Quando eu decidi me mudar para uma pacata cidade de 50.000 habitantes no norte de Minas Gerais, chamada Pirapora, o choque foi grande para os meus amigos mais íntimos que encaravam a proposta como delírio ou chacota minha.

Estava plenamente ciente das dificuldades a minha frente de adaptação, principalmente quanto ao ritmo de vida, mas parecia-me uma boa alternativa, para cuidar da saúde, e da família. Havia acabado de muito, mas bota muito a contragosto fechar minha consultoria em relações internacionais na Capital Federal, que embora recém chegada ao mercado, era promissora, mas era um projeto a seis mãos e por pacto nosso e pelo respeito enorme e admiração que tenho por minhas sócias (serão sempre para mim), tive que assim o fazer.

E então estava eu a deriva na vida, finalmente tendo que lidar com sentimentos que esmagava com trabalho, finalmente tive que lidar de frente com a perda do meu pai, com as mudanças em minha vida, com outras derrotas que a vida me impôs, com dificuldades que serão por um bom tempo ainda muito presentes no meu dia-a-dia, mas esse não é um blog de lamentações ou de suspiros pouco interessantes sobre a vida de individuo bem desinteressante desse ponto de vista de folhetim, ou seja, um sujeito cuja vida não é interessante, para que relatos efêmeros sobre o que me ocorre diariamente seja útil se não para poucas fofoqueiras, ou ex-namoradas que queiram manter um track sobre minha vida. Hipóteses deliciosamente fantasiosas devo dizer.
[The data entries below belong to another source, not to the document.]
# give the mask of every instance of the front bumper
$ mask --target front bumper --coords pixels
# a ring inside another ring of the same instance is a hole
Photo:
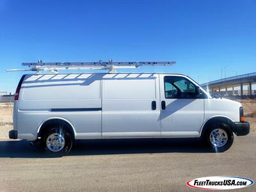
[[[235,122],[234,132],[237,136],[244,136],[250,132],[250,124],[247,122]]]
[[[18,138],[18,132],[15,130],[9,131],[9,138],[16,140]]]

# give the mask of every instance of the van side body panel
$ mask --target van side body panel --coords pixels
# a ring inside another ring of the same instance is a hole
[[[28,75],[17,110],[18,138],[36,139],[46,119],[62,118],[76,139],[101,136],[102,74]]]
[[[26,75],[14,102],[13,129],[19,139],[36,140],[40,126],[56,118],[69,122],[77,140],[188,138],[199,137],[204,124],[213,117],[239,122],[241,105],[234,101],[209,95],[204,99],[166,99],[159,79],[164,76],[180,76],[176,74]]]

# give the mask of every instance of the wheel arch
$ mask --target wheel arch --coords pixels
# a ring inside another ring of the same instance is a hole
[[[234,132],[234,120],[226,116],[214,116],[207,119],[203,124],[201,128],[200,136],[203,136],[209,125],[213,122],[226,123],[230,127],[230,131]]]
[[[37,131],[37,138],[42,137],[50,125],[62,124],[70,132],[73,139],[75,139],[76,132],[73,125],[68,120],[62,117],[51,117],[44,120],[39,125]]]

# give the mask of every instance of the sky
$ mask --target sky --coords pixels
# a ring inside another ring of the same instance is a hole
[[[0,0],[0,91],[14,92],[29,73],[5,69],[39,59],[175,61],[129,71],[184,74],[199,83],[225,70],[254,72],[256,1]]]

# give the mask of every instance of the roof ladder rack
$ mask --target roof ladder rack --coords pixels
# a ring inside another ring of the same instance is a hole
[[[28,69],[9,69],[11,71],[35,71],[40,74],[42,71],[50,73],[58,73],[61,70],[108,70],[109,72],[116,72],[116,68],[136,68],[141,66],[171,66],[175,64],[175,61],[140,61],[140,62],[113,62],[109,60],[108,62],[99,60],[97,62],[56,62],[43,63],[38,60],[37,63],[22,63],[22,66],[28,66]]]

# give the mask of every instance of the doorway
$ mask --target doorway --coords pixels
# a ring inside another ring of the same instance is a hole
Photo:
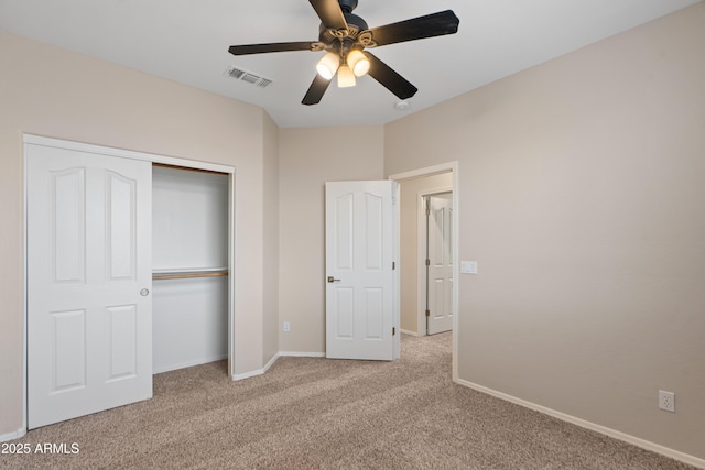
[[[426,335],[426,271],[425,240],[419,242],[420,219],[425,218],[424,196],[449,193],[453,210],[449,215],[449,261],[453,280],[458,278],[458,229],[459,229],[459,170],[457,162],[423,167],[392,174],[389,179],[400,184],[400,316],[401,331],[413,336]],[[424,220],[425,230],[425,220]],[[454,284],[455,285],[455,284]],[[457,323],[458,289],[449,293],[453,332],[453,380],[457,380]]]
[[[424,280],[425,334],[437,335],[453,329],[453,193],[423,196],[422,209],[419,244],[425,253],[419,269]]]

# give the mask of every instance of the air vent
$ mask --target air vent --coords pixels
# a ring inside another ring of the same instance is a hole
[[[245,70],[235,65],[229,66],[228,69],[225,70],[224,75],[227,75],[230,78],[235,78],[236,80],[245,81],[251,85],[257,85],[260,88],[265,88],[273,83],[273,80],[270,78],[264,78],[261,75]]]

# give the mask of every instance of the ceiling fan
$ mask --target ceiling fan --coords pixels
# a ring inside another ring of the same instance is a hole
[[[458,31],[459,20],[452,10],[369,29],[365,20],[352,14],[358,0],[308,1],[321,18],[318,41],[235,45],[228,50],[232,55],[326,51],[316,65],[318,73],[301,101],[303,105],[318,103],[336,75],[338,87],[354,86],[355,77],[369,74],[399,99],[411,98],[419,89],[365,50]]]

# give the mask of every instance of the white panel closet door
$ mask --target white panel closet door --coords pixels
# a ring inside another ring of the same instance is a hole
[[[453,196],[429,196],[427,332],[453,329]]]
[[[28,144],[29,428],[152,396],[151,163]]]
[[[393,359],[392,182],[326,183],[326,357]]]

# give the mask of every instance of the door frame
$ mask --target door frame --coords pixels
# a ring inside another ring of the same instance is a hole
[[[419,192],[416,195],[416,205],[419,207],[419,212],[416,216],[416,220],[419,221],[419,233],[416,236],[416,250],[417,250],[417,263],[416,263],[416,276],[419,277],[419,286],[416,287],[416,293],[419,294],[419,299],[416,300],[416,306],[419,307],[416,310],[416,335],[417,336],[427,336],[429,335],[429,317],[426,317],[426,302],[429,298],[429,277],[426,276],[427,266],[424,263],[426,258],[426,249],[429,247],[429,233],[426,232],[426,209],[424,206],[424,199],[430,196],[435,196],[438,194],[453,194],[453,186],[446,186],[443,188],[434,188],[434,189],[424,189]],[[455,208],[453,209],[455,212]],[[453,220],[455,223],[455,220]],[[455,229],[455,228],[454,228]],[[452,233],[455,237],[455,233]],[[455,241],[454,241],[455,242]],[[455,250],[455,245],[452,244],[452,249]],[[455,252],[454,255],[455,256]],[[455,262],[455,258],[453,258],[453,262]],[[455,278],[454,278],[455,281]],[[455,291],[455,289],[454,289]]]
[[[458,233],[459,233],[459,214],[460,214],[460,185],[459,185],[459,164],[457,161],[441,163],[438,165],[426,166],[417,170],[411,170],[403,173],[394,173],[389,175],[389,179],[393,179],[398,183],[402,183],[404,179],[413,179],[424,176],[433,176],[438,175],[441,173],[451,173],[452,175],[452,188],[453,193],[453,278],[458,280],[459,275],[459,252],[458,252]],[[457,284],[457,283],[456,283]],[[457,340],[457,330],[458,330],[458,291],[459,286],[453,289],[453,381],[457,382],[458,380],[458,340]],[[424,316],[425,318],[425,316]]]
[[[22,172],[23,172],[23,354],[22,354],[22,434],[18,433],[15,437],[22,437],[28,431],[28,151],[26,146],[43,145],[56,149],[73,150],[77,152],[97,153],[106,156],[119,159],[139,160],[150,163],[162,163],[183,167],[184,170],[205,170],[210,172],[226,173],[229,175],[228,187],[228,375],[235,376],[235,337],[232,326],[235,325],[235,175],[236,167],[221,165],[217,163],[200,162],[196,160],[178,159],[175,156],[158,155],[148,152],[137,152],[131,150],[122,150],[104,145],[88,144],[83,142],[68,141],[63,139],[46,138],[30,133],[22,134]]]

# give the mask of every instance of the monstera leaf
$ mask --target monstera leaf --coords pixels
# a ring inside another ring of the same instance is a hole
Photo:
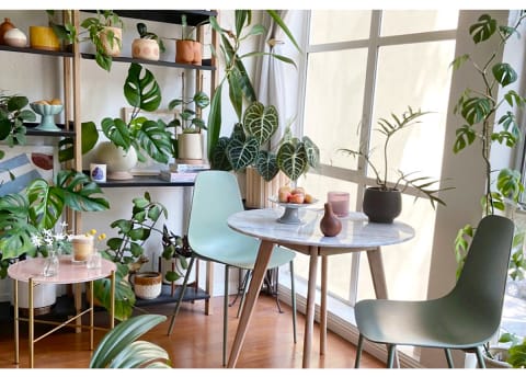
[[[266,181],[270,182],[279,172],[277,165],[277,156],[266,150],[261,150],[254,162],[254,167],[258,173]]]
[[[243,126],[248,135],[254,136],[260,146],[268,141],[277,130],[279,117],[276,107],[264,106],[261,102],[252,103],[244,112]]]
[[[227,156],[232,169],[239,171],[254,162],[260,150],[260,144],[253,136],[249,137],[245,142],[233,139],[227,147]]]

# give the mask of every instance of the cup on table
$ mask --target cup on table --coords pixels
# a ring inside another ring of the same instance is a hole
[[[71,261],[77,263],[85,263],[94,252],[94,243],[92,236],[75,235],[71,237]]]
[[[327,193],[327,202],[332,206],[332,212],[338,217],[348,215],[348,193],[343,191],[330,191]]]

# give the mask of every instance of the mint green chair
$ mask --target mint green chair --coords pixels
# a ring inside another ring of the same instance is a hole
[[[260,240],[241,235],[227,225],[227,218],[243,210],[236,175],[226,171],[209,170],[197,174],[192,197],[188,224],[188,244],[193,254],[183,281],[181,295],[170,321],[168,334],[173,330],[175,317],[181,307],[188,276],[195,259],[221,263],[225,265],[225,299],[222,318],[222,365],[227,364],[228,333],[228,275],[230,267],[252,271],[260,248]],[[296,293],[294,288],[294,258],[296,253],[276,247],[268,262],[268,269],[286,263],[290,265],[294,342],[296,343]]]
[[[450,350],[474,350],[479,366],[484,368],[481,347],[501,323],[513,231],[508,218],[484,217],[477,227],[455,287],[444,297],[425,301],[358,301],[355,367],[359,367],[367,339],[387,345],[389,368],[398,344],[444,349],[450,368],[454,367]]]

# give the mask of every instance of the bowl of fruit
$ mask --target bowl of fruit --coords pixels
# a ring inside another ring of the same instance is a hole
[[[39,115],[42,115],[42,121],[35,129],[38,130],[60,130],[59,127],[55,124],[55,115],[60,114],[64,108],[62,102],[59,99],[53,100],[41,100],[30,103],[31,108]]]
[[[277,219],[282,224],[301,224],[299,209],[318,202],[304,187],[289,186],[279,187],[277,197],[270,197],[268,201],[285,208],[283,216]]]

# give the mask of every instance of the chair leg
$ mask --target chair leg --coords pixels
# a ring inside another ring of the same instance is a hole
[[[294,285],[294,262],[290,261],[290,301],[293,302],[293,331],[294,331],[294,343],[296,344],[297,332],[296,332],[296,287]]]
[[[225,265],[225,298],[222,304],[222,366],[227,365],[227,333],[228,333],[228,272]]]
[[[447,367],[454,368],[455,365],[453,364],[451,350],[444,349],[444,352],[446,353]]]
[[[364,349],[364,335],[359,334],[358,344],[356,346],[356,358],[354,361],[355,368],[359,368],[359,359],[362,358],[363,349]]]
[[[168,329],[168,335],[172,334],[173,324],[175,323],[175,317],[178,316],[179,308],[183,302],[184,293],[186,292],[186,286],[188,284],[190,274],[192,273],[192,267],[194,266],[194,261],[195,261],[195,256],[192,256],[190,259],[188,269],[186,270],[186,275],[184,275],[183,286],[181,287],[181,294],[179,295],[178,302],[175,304],[175,308],[173,309],[172,319],[170,320],[170,327]]]
[[[392,368],[395,364],[395,355],[397,354],[397,346],[396,344],[388,344],[387,345],[387,367]]]
[[[480,347],[474,349],[474,353],[477,354],[477,361],[479,362],[479,368],[485,369],[485,362],[484,362],[484,357],[482,356],[482,351],[480,351]]]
Voltando a narrativa que fazia, ao me mudar para essa cidade que por vezes é indistinguível de outras milhões no planeta, não fosse minha vista privilegiada para o Velho Chico, rio que me faz sentir conectado a gerações passadas da minha família e a outros milhões de ribeirinhos, desse que nos meus tempo de ensino primário (creio ser ensino fundamental agora) era chamado de rio da integração nacional, pelos livros de estudos sociais e geografia.
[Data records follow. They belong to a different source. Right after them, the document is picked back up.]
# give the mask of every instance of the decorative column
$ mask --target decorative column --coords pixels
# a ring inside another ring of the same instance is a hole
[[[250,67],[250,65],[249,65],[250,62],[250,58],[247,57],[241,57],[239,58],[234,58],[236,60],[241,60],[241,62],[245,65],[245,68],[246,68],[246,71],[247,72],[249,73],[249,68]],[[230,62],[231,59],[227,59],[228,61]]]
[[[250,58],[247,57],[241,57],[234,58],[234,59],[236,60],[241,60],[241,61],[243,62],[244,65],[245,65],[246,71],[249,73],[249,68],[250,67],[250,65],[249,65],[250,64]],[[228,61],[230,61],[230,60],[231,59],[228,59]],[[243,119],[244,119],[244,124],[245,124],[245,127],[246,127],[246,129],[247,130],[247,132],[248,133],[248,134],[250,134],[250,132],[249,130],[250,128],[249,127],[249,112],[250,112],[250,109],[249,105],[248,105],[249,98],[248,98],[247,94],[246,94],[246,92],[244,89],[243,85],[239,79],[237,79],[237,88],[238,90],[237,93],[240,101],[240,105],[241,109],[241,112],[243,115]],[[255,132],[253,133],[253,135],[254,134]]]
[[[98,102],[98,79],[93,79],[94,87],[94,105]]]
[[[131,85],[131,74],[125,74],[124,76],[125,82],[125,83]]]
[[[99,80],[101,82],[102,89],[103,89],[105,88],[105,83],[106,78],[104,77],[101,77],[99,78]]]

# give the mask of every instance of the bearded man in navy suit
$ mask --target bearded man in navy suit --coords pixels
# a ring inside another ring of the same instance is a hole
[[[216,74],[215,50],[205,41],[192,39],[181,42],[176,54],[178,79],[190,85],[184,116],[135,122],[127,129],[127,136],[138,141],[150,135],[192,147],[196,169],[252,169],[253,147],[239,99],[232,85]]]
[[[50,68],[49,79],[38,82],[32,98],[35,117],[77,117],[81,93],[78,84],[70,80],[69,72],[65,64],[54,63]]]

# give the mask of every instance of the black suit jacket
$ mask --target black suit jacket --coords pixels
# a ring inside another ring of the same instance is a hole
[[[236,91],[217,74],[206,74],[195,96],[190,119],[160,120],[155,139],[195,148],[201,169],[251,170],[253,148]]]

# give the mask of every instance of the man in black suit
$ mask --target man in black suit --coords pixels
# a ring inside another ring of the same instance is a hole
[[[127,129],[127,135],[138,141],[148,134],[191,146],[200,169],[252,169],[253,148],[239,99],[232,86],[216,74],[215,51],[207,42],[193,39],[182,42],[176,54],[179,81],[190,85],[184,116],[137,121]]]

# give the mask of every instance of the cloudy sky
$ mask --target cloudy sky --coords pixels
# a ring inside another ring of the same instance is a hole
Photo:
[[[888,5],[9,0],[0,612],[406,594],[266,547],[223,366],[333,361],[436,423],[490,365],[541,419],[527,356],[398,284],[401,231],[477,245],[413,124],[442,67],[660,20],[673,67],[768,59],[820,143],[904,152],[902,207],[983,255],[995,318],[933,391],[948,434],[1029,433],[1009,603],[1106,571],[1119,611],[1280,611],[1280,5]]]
Esse estilo de vida que me refiro como exílio auto-imposto tem seus benefícios entre eles uma qualidade de vida que dificilmente se encontra nos centro urbanos maiores, e ainda conta a cidade com alguns recursos que a tornam menos isolada, há hospitais, universidades próximas, algumas alternativas de lazer (nada comparado a uma grande metrópole).

Há, contudo, um aspecto de minha vida aqui que tem sido gerador de frustrações além do que jamais poderia imaginar, as dificuldades de manter-se conectado ao mundo pela internet, a pouquíssima disponibilidade de cobertura ADSL, e os constantes apagões da minha internet via rádio, que mais parece via carro de boi. Frustrante por que todo o clima da cidade é convidativo a análise das relações internacionais, por que mesmo aqui a beira do Rio São Francisco a globalização deixa suas marcas, o comércio internacional é fonte de prosperidade e oportunidades de negócios existem, ou seja, é para o analista em mim terreno fértil para ter idéias, ainda mais com a natureza a inspirar, o silêncio a colaborar, até a angustiante distancia dos amigos ajuda, ao dar-me tempo para leitura, para me dedicar a esse blog, enquanto persigo as oportunidades que se apresentam.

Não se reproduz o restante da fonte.